La venue de milliers de fans de rock néonazis suscite des réactions dans la classe politique et soulève de nombreuses questions

La soirée de concerts clandestins qui a attiré samedi dernier quelque 5000 sympathisants d’extrême droite à Unterwasser, dans la commune de Wildhaus-Alt St. Johann (SG), crée des vagues jusqu’au parlement. Les fans de rock néonazis sont repartis aussi vite qu’ils sont venus, laissant derrière eux une nuée de questions. Et déjà, un nouveau concert se prépare dans la scène d’extrême droite suisse: le PNOS (Partei National Orientierter Schweizer) annonce sur Facebook une fête ce samedi, pour célébrer la création de cinq nouvelles sections à l’est de la Suisse. Aucun lieu de rendez-vous n’est indiqué, juste un numéro de téléphone. Une méthode qui rappelle celle employée pour l’événement d’Unterwasser, organisé au nez et à la barbe de la police. 

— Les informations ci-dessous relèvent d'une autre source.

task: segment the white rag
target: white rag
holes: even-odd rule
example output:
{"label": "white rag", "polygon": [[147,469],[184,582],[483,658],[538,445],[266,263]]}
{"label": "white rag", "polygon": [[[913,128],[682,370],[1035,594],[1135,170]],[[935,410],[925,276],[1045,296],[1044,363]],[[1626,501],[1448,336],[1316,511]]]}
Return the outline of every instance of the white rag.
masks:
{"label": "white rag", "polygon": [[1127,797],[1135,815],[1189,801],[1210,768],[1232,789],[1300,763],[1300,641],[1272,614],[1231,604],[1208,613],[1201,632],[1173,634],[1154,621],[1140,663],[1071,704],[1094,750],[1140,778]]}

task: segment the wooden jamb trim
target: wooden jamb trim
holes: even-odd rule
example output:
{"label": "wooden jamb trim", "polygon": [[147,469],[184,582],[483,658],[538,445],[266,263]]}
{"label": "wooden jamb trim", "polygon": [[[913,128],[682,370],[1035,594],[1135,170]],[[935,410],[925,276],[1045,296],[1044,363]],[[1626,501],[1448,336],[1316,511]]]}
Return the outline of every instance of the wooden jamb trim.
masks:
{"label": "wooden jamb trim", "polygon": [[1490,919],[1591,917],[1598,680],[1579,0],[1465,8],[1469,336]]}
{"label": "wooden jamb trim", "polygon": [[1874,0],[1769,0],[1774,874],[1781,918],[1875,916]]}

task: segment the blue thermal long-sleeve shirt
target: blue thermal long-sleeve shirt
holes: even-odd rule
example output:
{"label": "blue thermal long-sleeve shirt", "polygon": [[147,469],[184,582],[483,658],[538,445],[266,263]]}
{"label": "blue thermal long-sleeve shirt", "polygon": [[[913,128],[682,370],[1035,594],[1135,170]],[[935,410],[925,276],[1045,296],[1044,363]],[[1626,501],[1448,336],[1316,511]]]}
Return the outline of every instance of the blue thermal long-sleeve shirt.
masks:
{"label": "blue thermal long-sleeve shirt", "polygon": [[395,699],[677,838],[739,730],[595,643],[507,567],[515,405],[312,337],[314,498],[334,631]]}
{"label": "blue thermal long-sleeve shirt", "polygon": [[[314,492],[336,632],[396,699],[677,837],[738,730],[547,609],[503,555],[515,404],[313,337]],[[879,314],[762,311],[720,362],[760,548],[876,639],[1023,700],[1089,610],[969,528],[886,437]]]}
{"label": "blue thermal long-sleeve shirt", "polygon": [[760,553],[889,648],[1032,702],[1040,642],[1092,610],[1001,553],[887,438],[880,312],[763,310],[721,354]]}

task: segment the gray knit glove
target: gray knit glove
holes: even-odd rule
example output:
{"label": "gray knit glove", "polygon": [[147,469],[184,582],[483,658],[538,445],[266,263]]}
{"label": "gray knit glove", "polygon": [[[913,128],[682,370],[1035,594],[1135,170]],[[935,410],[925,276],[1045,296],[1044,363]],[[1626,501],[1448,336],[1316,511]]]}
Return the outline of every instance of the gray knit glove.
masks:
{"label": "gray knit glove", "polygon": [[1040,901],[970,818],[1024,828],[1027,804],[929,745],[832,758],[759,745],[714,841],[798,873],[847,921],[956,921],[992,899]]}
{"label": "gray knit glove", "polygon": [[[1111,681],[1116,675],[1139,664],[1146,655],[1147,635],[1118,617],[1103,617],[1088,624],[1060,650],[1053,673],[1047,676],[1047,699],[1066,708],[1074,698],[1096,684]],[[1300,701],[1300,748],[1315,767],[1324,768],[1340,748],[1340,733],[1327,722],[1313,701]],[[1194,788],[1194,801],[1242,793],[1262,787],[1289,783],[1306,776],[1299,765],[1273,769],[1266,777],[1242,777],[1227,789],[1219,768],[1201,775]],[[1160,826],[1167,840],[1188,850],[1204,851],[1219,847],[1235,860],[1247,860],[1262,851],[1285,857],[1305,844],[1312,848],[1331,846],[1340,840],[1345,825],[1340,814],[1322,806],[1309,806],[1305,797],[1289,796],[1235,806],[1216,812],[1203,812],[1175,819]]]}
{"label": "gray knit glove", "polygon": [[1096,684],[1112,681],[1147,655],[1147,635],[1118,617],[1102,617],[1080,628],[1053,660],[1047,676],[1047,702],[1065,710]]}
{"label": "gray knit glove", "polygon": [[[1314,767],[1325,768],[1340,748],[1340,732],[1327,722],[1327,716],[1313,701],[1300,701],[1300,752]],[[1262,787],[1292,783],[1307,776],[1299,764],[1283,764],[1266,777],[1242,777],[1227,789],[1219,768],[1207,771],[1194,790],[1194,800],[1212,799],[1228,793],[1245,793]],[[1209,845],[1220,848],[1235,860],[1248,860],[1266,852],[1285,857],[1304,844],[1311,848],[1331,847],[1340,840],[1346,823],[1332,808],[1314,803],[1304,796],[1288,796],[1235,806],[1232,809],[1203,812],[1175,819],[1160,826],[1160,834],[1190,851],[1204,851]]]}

Le Service du renseignement de la Confédération (SRC) a pu confirmer aux polices cantonales le 13 octobre, soit deux jours avant la date du concert samedi, que ce dernier se déroulerait en Suisse, pensant d’abord que ce serait «dans la région de Zurich». Mais ce n’est que le jour même que les autorités ont pris connaissance du lieu exact de rassemblement. Pendant ce temps, le maire du village de Wildhaus-Alt St. Johann s’attendait à voir venir de petits groupes de rock suisses pour un public de 600 personnes – c’est ainsi que les organisateurs avaient annoncé la manifestation.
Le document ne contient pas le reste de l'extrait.